Be that as it may, the fact is the same sensors that are put into play for autonomous cars are also making the cars we drive safer, and in many ways are making the very roads we drive on safer as a whole, too.
Specifically, a number of intriguing connected car projects between Ford Motor Company and Georgia Tech University recently caught our attention. The first is probably best classified as a matter of convenience more than one of safety, but it speaks to the growing ability of a car to sense its surroundings and make recommendations and decisions on behalf of its occupants.
Called Parking Spotter, the gist is this. Sensors embedded in the car are able to provide the driver with intelligence about open parking spaces in their immediate vicinity. In practice, the car becomes a “probe” for open parking and would be able to marry the information to the car’s navigation system so that, more than simply mapping a driver’s route to his or her destination, it guides them directly to an open parking space close by.

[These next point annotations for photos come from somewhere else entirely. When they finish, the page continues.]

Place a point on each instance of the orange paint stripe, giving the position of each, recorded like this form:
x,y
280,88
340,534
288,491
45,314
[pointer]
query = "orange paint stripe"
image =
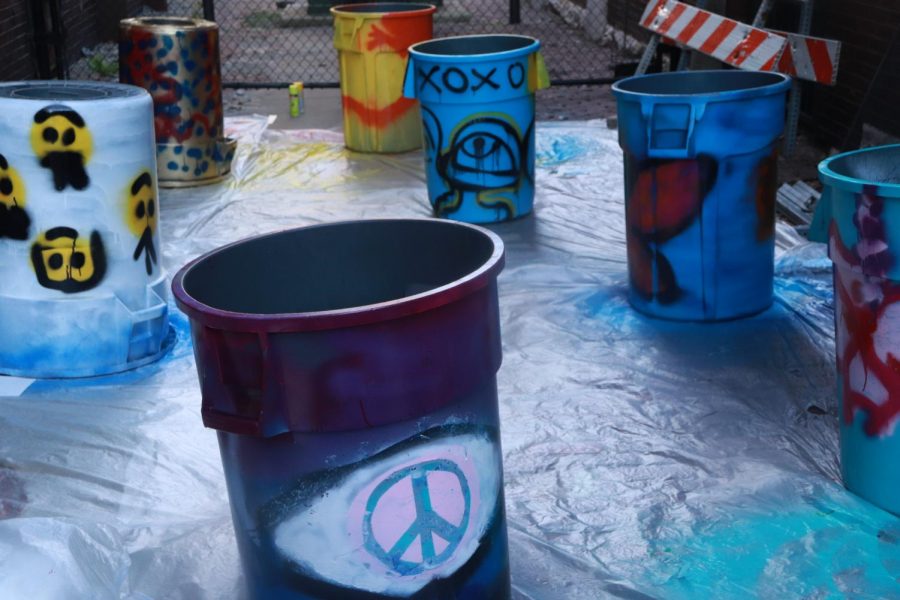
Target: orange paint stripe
x,y
378,118
786,62
673,16
770,64
747,46
693,27
821,60
720,33
652,14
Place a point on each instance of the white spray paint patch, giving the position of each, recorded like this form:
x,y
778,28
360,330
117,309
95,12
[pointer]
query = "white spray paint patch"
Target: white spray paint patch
x,y
399,523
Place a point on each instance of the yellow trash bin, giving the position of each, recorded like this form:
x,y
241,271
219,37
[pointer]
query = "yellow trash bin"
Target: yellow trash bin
x,y
372,42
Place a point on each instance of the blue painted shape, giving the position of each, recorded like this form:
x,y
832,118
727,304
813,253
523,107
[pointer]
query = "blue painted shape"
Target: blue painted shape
x,y
700,180
427,522
478,116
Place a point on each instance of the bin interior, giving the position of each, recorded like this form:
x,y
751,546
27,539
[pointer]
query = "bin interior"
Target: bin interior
x,y
473,45
337,266
871,166
698,82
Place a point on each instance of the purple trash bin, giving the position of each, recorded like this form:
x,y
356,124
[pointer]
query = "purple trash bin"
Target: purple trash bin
x,y
350,370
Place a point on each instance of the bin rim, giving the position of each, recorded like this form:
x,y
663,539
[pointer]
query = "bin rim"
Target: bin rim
x,y
421,9
776,87
832,178
345,317
70,91
167,24
533,46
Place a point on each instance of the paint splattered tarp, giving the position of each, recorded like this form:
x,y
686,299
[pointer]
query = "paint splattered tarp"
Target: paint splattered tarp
x,y
644,459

Ford gathered data to illustrate the urban challenge of parking: only about 12 percent of drivers looking for an open space at any one time actually find one directly. Put another way, that’s more than 70 million hours wasted each year looking for parking. Translation—it’s a crap shoot.
Putting the frustration factor aside, this constant hunt for parking by city drivers is one of the biggest contributors to congestion, which in turn creates a cauldron for more potential accidents to occur. The process also contributes to fuel consumption and carbon dioxide emissions, both of which stand to be lessened if a Parking Spotter assistant comes to bear.

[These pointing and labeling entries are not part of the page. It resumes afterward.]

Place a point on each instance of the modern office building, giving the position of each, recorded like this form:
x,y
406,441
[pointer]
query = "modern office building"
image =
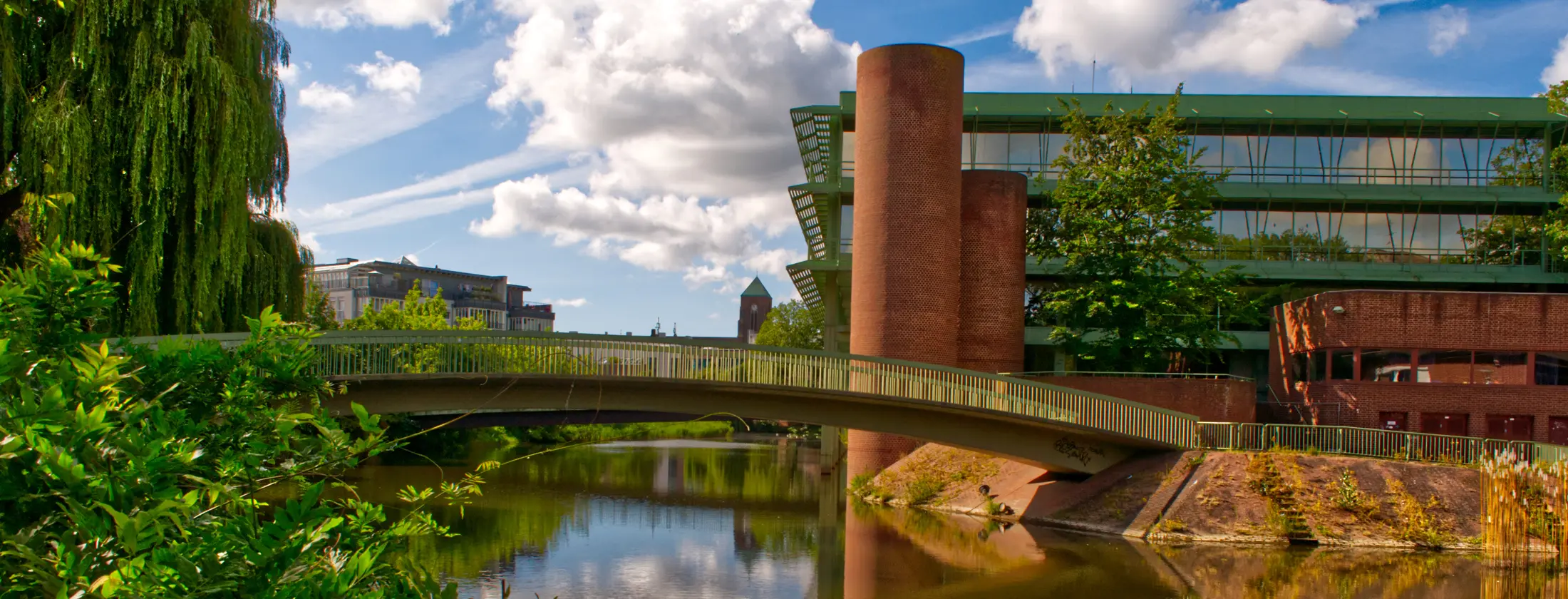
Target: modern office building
x,y
914,232
358,286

The next application holds significantly more potential for safer roads in our view, but perhaps not quite in the way you’d expect. Ford calls this one Remote Repositioning, and it is essentially the idea that someone can sit in an office, or a studio, or in their living room and remotely drive a vehicle via streaming video over LTE networks.

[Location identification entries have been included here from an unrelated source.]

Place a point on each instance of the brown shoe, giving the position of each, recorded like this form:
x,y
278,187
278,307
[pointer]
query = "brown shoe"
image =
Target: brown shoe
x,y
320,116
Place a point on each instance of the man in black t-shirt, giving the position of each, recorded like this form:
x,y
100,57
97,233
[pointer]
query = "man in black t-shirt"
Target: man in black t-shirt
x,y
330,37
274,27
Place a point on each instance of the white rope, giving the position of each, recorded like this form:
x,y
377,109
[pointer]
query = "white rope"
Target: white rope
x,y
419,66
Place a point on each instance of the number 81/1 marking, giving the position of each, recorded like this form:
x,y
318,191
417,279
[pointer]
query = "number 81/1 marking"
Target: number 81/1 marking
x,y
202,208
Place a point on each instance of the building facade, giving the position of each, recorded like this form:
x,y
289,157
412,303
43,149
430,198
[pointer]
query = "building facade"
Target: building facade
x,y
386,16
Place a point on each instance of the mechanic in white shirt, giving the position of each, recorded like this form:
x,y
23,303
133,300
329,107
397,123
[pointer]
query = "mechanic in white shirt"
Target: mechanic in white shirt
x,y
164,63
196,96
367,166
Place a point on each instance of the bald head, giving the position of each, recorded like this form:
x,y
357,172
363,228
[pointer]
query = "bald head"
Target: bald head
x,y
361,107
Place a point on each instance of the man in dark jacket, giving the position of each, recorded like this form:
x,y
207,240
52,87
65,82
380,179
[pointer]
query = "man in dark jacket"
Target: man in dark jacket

As Ford’s Dave McCreadie puts it, LTE has enough capability in the way of bandwidth and latency that we can stream live video and data from a vehicle to a remote driver, and stream that driver’s actions back to the vehicle to control it.
Initial testing is of course being carried out with golf carts in a controlled environment at Georgia Tech, but the implications for remotely driving a person’s car are a much greater sight to behold. Ford notes the business benefits (boosting productivity for a roving car rental employee, or a valet service where the valet parks your car without the valet having to get in it) and the opportunity to improve quality of life, where disabled or elderly persons could be granted mobility via such a machine.
We, however, envision an even more noble use, mainly as a means to dramatically reduce the incidence of DUI. Imagine if cars were one day equipped with this technology and there was a service standing by to, essentially, drive you home in your own car if you over-imbibed. The concept could go even further, where the car itself could “breathalyze” its driver after a night out and automatically turn itself over to a remote “drive-me-home” service if BAC levels were not where they should be.
These are heady thoughts to be sure, but the fact we can even think them comes down to an evolution of M2M sensors and devices, which not only take advantage of increased LTE network strength, but also now contain a level of mechanical sophistication to do what’s asked of them, in real-time and every time. Without that, none of these applications would go further than an engineer’s train of thought.